Re: Calibration problem on UMAX Astra 1220S

Dean Martin Townsley (townsley@physics.ucsb.edu)
Fri, 26 Mar 1999 11:28:41 -0800

> It has nothing to do with you problem!
>
> What you are looking for is higlight and shadow (or black and white point)
> definition.
> The Astra 1220S only can do this via gamma correction, there are no seperate
> functions
> for this.

Is it possible to make the popup help more informative on this point? Like maybe:
"Do a quality (rather than quick) internal white-calibration"
The point is to distiguish it from calibration on the image. You can decide if
this is necessary since the real problem here is that my scanner just
doesn't have a very good white point whether it's calibrated carefully or not.
Sounds like this option adresses the problem of vertical streaks more than my
problem, so maybe it should say something more along those lines, I don't know.

> Xsane makes available the highlight and shadow function via the hystogram window.
> Open the histogram window, between the two histograms there are some colored blocks.
> In the recent version there are three sliders in the gray block. Move the mid slider
> and
> the left slider to the right, as far as possible. Then do a real scan of the image.
> On a preview
> you will not see any differences, because the preview is always done in 24bpp, the
> real
> scan uses a 36bpp and afterwards converts it to a 24bpp image.
>
> I hope this works for you!

Actually this helps a lot! Thanks for the pointer. The scan comes out actually
useful though it's still not as good as the one done on another scanner. I'm kinda
new to scanning so I don't know many tricks yet.

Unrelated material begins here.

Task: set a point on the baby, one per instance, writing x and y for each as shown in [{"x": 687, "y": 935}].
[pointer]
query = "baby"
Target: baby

> > I think I could do better if I had an idea what I was looking for. What is
> > the Quality Calibration supposed to work like? Should it happen at the
> > beginning of each scan when the button is checked? Should the scan process
> > be different? A two pass scan maybe? If it's not working is this because
> > the driver is just not telling the scanner to do it properly? Is this
> > documented anywhere or is this a trial and error type thing?
> >
>
> The difference is in the short time before the real scan begins.
> If you don`t see any differences, it is possible that the scanner
> always does a quality calibration independent from the quality bit.
>
> May be you see/hear a difference between a preview scan and a
> real scan.

I see now it now. It's like a really short scan just before the actual scan. I
wasn't seeing it before because it only does it the first time you scan with it on
after a scan with it off. I was always checking in the wrong order by doing a
scan with it on (after having just done one with it on) and then one with it off.
Apparently the firmware is intelligent and doesn't redo the quality calibration if
it has just been done on the previous scan, or something like that.

In the end I have decided the white point on this scanner is just not so good for
whetever reason. I can put in something white and something slightly off-white
and even using only the top half of the values as described above they both come
out completely white, indicating the scanner can't see the difference between
them. Oh well that's why it's not an expensive scanner I suppose (I use it mostly
for 1-bit scans of text anyhow), though I really have no way of knowing if it's
the model or just this one scanner.

Thanks for all of your help Oliver, and thanks for your work on the software!